Geçen haftaki yazımda Elbistan’daki komşularımızdan bahsetmiş ve yazımın sonunda “Gülkız Bacı” diye birini anmıştım. Bu hafta da ondan bahsedeceğim.
“Gülkız Bacı”, 1940-1960’lı yıllarda sanki herkesin aile hekimiydi. Çeşitli rahatsızlıkları, hastalıkları kendi yöntemine göre tedavi ederdi. Aynı zamanda ebe görevi de yapıyordu. Bir çok kişinin doğumunda bulunmuştur. Elbistan’da önceleri ebe görevini “Çiçekli Hatçe” diye bir kadın yaparmış. Çiçek, Elbistan’ın bir köyüdür.

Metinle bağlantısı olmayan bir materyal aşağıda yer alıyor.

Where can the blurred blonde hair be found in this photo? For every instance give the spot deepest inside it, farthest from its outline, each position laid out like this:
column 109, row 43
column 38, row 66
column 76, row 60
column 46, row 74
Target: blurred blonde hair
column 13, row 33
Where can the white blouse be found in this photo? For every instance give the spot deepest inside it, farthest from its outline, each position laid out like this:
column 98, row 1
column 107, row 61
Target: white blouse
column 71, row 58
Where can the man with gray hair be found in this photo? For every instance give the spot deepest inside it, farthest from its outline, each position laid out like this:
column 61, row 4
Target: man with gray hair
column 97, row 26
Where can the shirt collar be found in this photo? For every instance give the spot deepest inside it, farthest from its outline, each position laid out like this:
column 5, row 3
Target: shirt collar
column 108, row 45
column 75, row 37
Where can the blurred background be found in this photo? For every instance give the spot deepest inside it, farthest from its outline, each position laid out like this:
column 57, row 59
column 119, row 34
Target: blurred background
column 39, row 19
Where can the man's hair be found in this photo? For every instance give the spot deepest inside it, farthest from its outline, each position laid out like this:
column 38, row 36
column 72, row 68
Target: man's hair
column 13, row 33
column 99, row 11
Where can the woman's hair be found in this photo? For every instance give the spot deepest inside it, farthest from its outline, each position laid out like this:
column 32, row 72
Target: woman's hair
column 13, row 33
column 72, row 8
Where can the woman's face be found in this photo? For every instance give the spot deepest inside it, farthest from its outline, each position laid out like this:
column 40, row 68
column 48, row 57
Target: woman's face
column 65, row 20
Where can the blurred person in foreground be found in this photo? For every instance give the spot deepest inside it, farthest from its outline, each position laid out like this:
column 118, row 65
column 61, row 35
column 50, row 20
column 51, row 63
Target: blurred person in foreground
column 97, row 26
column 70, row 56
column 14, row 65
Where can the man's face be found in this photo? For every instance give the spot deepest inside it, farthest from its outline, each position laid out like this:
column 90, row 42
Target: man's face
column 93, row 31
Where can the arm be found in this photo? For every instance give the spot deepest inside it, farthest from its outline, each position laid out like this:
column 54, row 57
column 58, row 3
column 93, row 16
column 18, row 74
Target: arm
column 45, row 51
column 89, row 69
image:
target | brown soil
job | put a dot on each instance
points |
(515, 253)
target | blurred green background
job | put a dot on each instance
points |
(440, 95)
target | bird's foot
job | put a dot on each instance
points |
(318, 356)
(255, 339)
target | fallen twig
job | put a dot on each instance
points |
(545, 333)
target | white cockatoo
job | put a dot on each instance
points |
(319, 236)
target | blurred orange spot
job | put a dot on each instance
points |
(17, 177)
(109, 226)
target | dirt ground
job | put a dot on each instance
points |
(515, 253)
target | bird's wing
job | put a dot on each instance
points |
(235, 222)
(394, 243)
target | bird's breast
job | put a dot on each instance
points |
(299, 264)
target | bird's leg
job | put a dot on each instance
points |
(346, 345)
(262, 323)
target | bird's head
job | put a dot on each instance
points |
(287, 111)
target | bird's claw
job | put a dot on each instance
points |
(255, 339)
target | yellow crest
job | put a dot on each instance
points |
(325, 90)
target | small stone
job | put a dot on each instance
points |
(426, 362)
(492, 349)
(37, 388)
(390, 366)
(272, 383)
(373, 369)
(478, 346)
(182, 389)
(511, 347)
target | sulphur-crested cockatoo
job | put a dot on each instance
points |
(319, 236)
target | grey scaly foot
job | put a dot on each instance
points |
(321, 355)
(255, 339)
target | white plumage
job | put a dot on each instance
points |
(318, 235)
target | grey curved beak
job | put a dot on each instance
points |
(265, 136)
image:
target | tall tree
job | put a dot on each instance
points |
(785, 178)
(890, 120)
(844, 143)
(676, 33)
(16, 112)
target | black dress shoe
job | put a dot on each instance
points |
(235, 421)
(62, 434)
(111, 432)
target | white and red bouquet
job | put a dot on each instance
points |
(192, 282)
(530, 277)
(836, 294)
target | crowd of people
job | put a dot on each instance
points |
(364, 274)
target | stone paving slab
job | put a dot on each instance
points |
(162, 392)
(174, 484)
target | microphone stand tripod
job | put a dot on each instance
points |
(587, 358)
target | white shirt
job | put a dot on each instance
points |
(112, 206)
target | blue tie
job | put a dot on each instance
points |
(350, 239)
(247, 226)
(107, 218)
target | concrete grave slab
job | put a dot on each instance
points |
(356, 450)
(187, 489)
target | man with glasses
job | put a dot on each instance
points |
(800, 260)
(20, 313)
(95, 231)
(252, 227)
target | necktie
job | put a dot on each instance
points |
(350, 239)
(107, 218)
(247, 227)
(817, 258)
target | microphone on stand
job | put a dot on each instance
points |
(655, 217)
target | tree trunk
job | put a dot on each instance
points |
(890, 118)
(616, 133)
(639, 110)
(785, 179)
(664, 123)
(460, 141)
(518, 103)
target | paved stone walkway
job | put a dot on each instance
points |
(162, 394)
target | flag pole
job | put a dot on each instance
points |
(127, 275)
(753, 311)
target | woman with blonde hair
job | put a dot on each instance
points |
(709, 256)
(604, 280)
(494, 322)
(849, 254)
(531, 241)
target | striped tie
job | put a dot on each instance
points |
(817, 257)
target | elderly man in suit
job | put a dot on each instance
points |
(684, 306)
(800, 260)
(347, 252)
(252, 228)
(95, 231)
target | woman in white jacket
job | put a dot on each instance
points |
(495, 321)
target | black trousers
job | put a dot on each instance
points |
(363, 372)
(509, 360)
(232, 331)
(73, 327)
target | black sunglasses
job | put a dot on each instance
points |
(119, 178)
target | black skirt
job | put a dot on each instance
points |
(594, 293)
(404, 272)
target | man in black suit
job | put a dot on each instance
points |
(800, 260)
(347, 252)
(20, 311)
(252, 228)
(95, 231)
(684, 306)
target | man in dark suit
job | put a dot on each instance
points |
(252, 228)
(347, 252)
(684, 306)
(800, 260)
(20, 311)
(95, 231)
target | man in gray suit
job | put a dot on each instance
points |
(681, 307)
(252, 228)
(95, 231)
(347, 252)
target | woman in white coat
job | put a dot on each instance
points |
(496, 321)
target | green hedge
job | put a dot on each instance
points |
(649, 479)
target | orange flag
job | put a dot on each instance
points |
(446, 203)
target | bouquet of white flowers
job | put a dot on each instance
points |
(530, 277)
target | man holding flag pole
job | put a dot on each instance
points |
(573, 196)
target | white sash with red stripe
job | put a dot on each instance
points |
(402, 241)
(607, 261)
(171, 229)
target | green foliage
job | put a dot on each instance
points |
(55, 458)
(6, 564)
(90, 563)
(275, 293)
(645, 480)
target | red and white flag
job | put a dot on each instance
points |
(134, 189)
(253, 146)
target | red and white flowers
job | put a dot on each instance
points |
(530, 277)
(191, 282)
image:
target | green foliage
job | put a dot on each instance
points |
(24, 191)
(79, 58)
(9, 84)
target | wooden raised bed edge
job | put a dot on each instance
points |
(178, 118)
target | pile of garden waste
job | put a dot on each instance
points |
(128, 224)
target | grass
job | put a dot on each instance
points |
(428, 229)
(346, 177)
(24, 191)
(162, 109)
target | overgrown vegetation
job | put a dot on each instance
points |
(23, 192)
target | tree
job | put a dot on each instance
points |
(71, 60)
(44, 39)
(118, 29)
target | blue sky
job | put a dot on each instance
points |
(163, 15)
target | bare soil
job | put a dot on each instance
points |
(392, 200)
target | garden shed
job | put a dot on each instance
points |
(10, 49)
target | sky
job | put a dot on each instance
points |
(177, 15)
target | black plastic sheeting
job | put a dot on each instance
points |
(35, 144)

Dediğim gibi, herkes sağlığıyla ilgili bir sıkıntısı, bir rahatsızlığı olunca “Gülkız Bacı”ya giderdi. Tabii ki doktorlar (hekimler) da vardı ama, o kadar yaygın değildi. Zaten kimsenin doktora verecek parası da bulunmazdı. Bu yüzden çok ağır bir rahatsızlığı, hastalığı yoksa “Gülkız Bacı”ya giderlerdi. “Gülkız Bacı” da insanların sıkıntılarını gidermek için hizmetini esirgemez, uzak yakın demeden koşardı. Karşılığında da pek bir şey istemezdi. Herkes gönlünden ne koparsa veya elinde ne varsa bir şeyler verirdi.

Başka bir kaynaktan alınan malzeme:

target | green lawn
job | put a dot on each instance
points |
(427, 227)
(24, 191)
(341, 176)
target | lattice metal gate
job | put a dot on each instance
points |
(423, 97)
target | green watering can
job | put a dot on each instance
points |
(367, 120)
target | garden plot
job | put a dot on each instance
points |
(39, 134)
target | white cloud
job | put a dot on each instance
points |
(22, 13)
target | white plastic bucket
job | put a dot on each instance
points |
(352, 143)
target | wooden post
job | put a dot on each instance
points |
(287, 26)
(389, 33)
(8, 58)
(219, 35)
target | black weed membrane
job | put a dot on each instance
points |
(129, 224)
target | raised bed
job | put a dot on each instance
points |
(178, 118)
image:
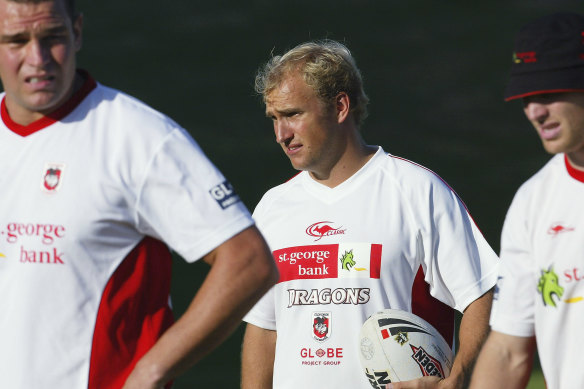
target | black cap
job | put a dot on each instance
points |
(548, 57)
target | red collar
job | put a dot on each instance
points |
(54, 116)
(572, 171)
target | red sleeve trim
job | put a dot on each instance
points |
(572, 171)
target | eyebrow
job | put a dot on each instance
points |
(284, 111)
(57, 29)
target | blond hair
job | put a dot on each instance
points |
(326, 66)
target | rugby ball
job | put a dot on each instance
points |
(397, 346)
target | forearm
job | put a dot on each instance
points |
(235, 282)
(474, 329)
(257, 359)
(504, 362)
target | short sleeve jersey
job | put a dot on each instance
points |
(540, 290)
(89, 194)
(393, 235)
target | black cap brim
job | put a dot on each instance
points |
(550, 81)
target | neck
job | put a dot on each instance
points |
(354, 156)
(576, 160)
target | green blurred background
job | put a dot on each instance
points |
(434, 71)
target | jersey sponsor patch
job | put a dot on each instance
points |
(321, 326)
(344, 260)
(224, 194)
(326, 296)
(52, 177)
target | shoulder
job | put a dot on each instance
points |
(278, 194)
(124, 110)
(543, 179)
(413, 179)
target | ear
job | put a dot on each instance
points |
(343, 106)
(78, 31)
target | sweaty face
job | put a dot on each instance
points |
(306, 129)
(38, 43)
(559, 121)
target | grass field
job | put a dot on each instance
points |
(434, 72)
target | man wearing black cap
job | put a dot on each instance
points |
(539, 300)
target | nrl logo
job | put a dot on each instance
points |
(402, 338)
(322, 229)
(429, 365)
(321, 326)
(52, 177)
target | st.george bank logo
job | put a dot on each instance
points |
(322, 229)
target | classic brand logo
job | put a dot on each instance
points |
(558, 228)
(52, 177)
(321, 326)
(345, 260)
(429, 365)
(322, 229)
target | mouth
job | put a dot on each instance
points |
(550, 131)
(39, 80)
(292, 149)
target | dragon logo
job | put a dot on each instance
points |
(347, 261)
(321, 325)
(548, 286)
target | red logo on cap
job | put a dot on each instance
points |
(525, 57)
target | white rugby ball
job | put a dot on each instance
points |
(399, 346)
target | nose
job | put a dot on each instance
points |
(282, 131)
(535, 111)
(37, 54)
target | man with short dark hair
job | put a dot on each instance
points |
(95, 184)
(357, 231)
(539, 300)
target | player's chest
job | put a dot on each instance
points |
(331, 241)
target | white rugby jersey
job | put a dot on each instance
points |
(88, 195)
(540, 290)
(392, 236)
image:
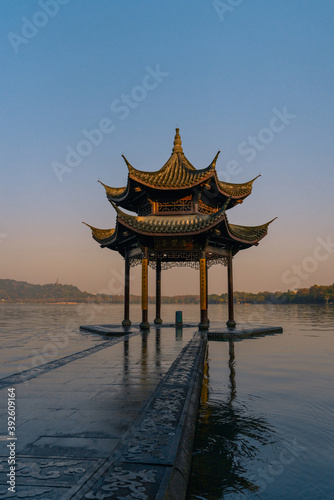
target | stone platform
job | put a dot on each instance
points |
(116, 420)
(241, 331)
(216, 330)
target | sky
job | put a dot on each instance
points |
(83, 82)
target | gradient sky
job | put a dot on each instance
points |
(227, 71)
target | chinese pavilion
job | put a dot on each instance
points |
(180, 221)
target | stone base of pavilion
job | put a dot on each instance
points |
(216, 330)
(240, 331)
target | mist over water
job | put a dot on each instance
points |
(265, 427)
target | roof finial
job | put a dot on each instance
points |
(177, 142)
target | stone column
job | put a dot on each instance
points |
(230, 323)
(144, 291)
(158, 319)
(203, 325)
(126, 321)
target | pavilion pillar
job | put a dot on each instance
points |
(144, 325)
(158, 319)
(230, 323)
(126, 321)
(203, 325)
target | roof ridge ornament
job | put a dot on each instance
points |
(177, 142)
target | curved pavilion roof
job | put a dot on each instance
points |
(178, 174)
(172, 225)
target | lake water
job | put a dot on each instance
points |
(266, 423)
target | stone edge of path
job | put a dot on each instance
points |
(156, 452)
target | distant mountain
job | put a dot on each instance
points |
(21, 291)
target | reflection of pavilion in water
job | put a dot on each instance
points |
(227, 438)
(144, 361)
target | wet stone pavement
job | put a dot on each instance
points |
(104, 418)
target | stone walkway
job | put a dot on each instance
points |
(113, 420)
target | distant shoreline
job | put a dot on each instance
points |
(21, 292)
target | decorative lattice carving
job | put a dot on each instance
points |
(183, 205)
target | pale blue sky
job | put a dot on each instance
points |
(224, 80)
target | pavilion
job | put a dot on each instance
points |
(180, 220)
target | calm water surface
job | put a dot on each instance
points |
(266, 423)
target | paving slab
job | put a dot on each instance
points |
(124, 409)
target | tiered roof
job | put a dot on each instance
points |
(177, 178)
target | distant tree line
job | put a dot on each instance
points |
(20, 291)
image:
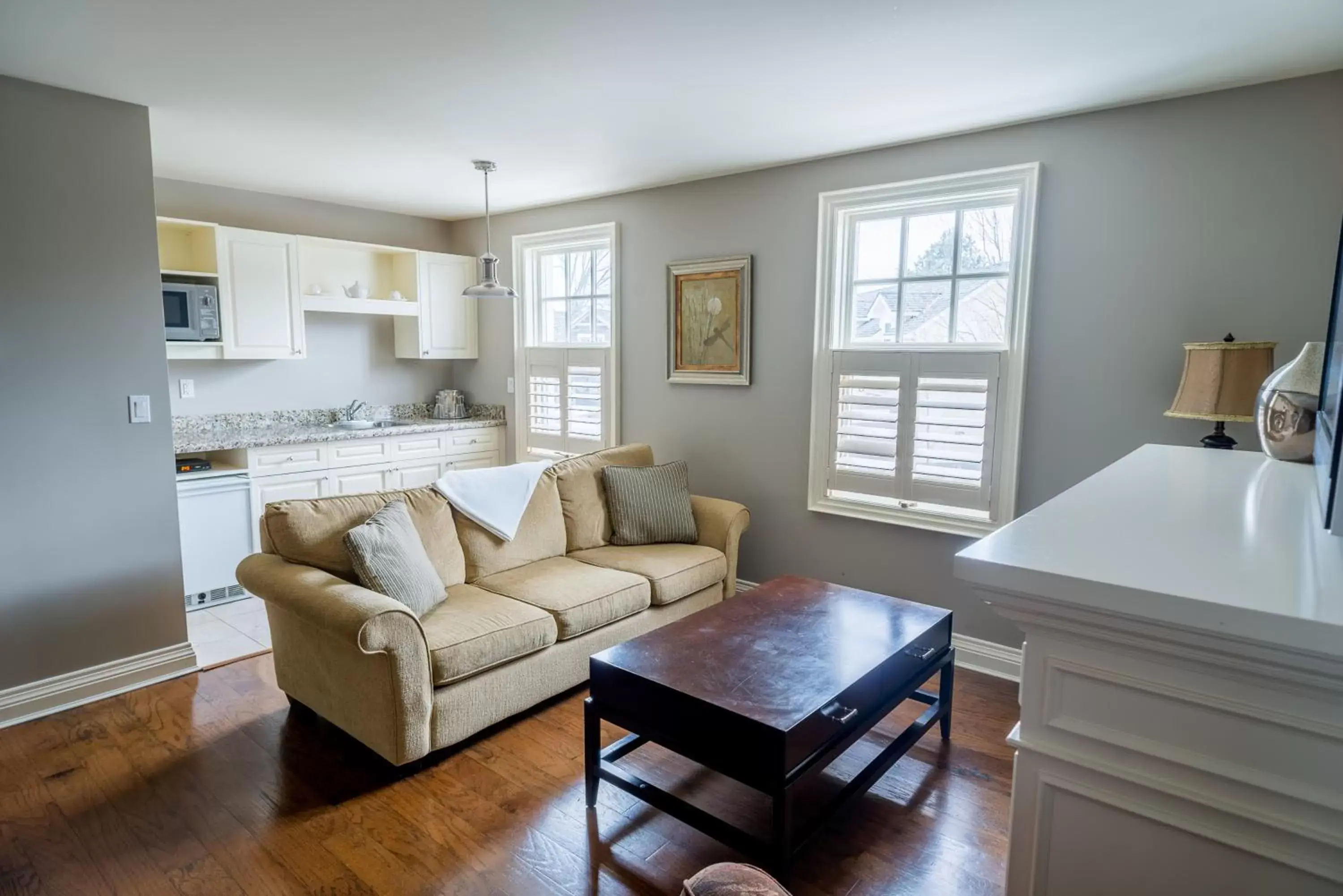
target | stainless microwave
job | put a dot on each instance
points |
(191, 312)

Benim nüfus kağıdımda doğum tarihim 17 Ocak 1953’tür. Ama ablama göre bu tarihte bir yanlışlık varmış: “Sen, 1953 yılbaşından önce doğdun. Çünkü sana getirilen paralarla babam bakır büyük bir sini almıştı. Bu sinide yılbaşında yemek yediğimizi hatırlıyorum” diyor. Bu durumda nüfusa 20-25 gün gecikmeli olarak yazılmışım; yani doğum tarihim tahminen 1952 yılının 23-24 Aralık olması gerekiyor.
Doğum için hastaneye pek gidilmezdi, genelde doğum evde yaptırılırdı. Ben de evimizde doğmuşum. Ebem “Gülkız Bacı”ydı. Rahmetli anam Hatun, 11 doğum yapmış ve bunların 6’sı ölmüş. Doğum sırasına göre ben 10’uncu çocuğum. Nedendir bilemiyorum: Doğduğumda yatağın altına (eskiden yer yatağında yatılırdı) taban tahtasına, o zamanki bozuk metal para olan delikli 2,5 kuruş çakılmış. 1980’li yıllara kadar tahtada çakılı duruyordu, sonra ev yıkıldı.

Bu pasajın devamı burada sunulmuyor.